A prayer for mercy in time of illness, when friends betray and enemies attack.
st. 1 = vv. 1-3
st. 2 =vv. 4-9
st. 3 =vv. 10-13
As in Psalms 38 and 39, the psalmist prays for God's mercy and restoration in a time of illness, which he views as discipline for his sins. The psalmist's enemies seize the occasion to publicly discredit him. Even his "close friend" (v. 9) turns against him. Apparently betrayal was not rare in ancient Israel. Jesus himself experienced profound betrayal by Judas at a time when Jesus seemed powerless before the growing opposition of Jewish religious leaders. This psalm expresses our confidence that the LORD delivers the godly from illness and from the attack of enemies (st. 1).
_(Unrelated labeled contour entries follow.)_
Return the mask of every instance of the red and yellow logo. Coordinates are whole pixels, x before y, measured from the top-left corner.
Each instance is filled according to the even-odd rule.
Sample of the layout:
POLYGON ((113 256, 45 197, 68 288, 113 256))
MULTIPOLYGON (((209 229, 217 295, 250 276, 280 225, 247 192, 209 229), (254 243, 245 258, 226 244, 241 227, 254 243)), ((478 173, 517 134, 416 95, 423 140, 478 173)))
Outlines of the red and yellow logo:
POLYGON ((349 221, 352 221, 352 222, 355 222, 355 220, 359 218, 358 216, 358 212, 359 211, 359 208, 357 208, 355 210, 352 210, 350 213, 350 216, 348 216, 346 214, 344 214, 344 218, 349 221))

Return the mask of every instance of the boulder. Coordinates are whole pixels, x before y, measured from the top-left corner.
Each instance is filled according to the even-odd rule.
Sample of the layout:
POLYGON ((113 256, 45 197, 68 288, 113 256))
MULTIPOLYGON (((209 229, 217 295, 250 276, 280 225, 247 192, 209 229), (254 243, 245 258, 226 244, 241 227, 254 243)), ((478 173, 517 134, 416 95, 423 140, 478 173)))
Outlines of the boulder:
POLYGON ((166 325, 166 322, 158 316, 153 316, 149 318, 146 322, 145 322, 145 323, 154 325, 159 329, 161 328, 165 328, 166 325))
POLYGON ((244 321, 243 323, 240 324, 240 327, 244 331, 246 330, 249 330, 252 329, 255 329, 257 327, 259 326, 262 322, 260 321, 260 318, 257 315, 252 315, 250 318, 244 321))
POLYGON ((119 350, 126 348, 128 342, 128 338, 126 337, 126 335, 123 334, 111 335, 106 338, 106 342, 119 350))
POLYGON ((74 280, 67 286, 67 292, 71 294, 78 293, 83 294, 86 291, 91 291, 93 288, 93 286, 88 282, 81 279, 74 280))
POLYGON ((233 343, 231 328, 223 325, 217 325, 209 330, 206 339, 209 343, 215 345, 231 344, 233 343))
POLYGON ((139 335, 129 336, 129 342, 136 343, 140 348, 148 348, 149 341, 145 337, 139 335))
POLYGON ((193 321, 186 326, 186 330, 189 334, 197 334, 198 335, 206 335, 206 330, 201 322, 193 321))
In it we appeal for God's mercy in the face of our enemies' gloating and a friend's betrayal (st. 2) and pray that God will restore us and undo the slander of our enemies (st. 3). Bert Polman (PHH 37) versified this psalm in 1985 for the Psalter Hymnal, borrowing the opening lines from the paraphrase in the 1912 Psalter.
Suitable as a confession of sin, but also appropriate during illness or other distress occasioning slander or the alienation of friends. Because Jesus experienced a close parallel in the betrayal by Judas, this psalm is also fitting for Holy Week.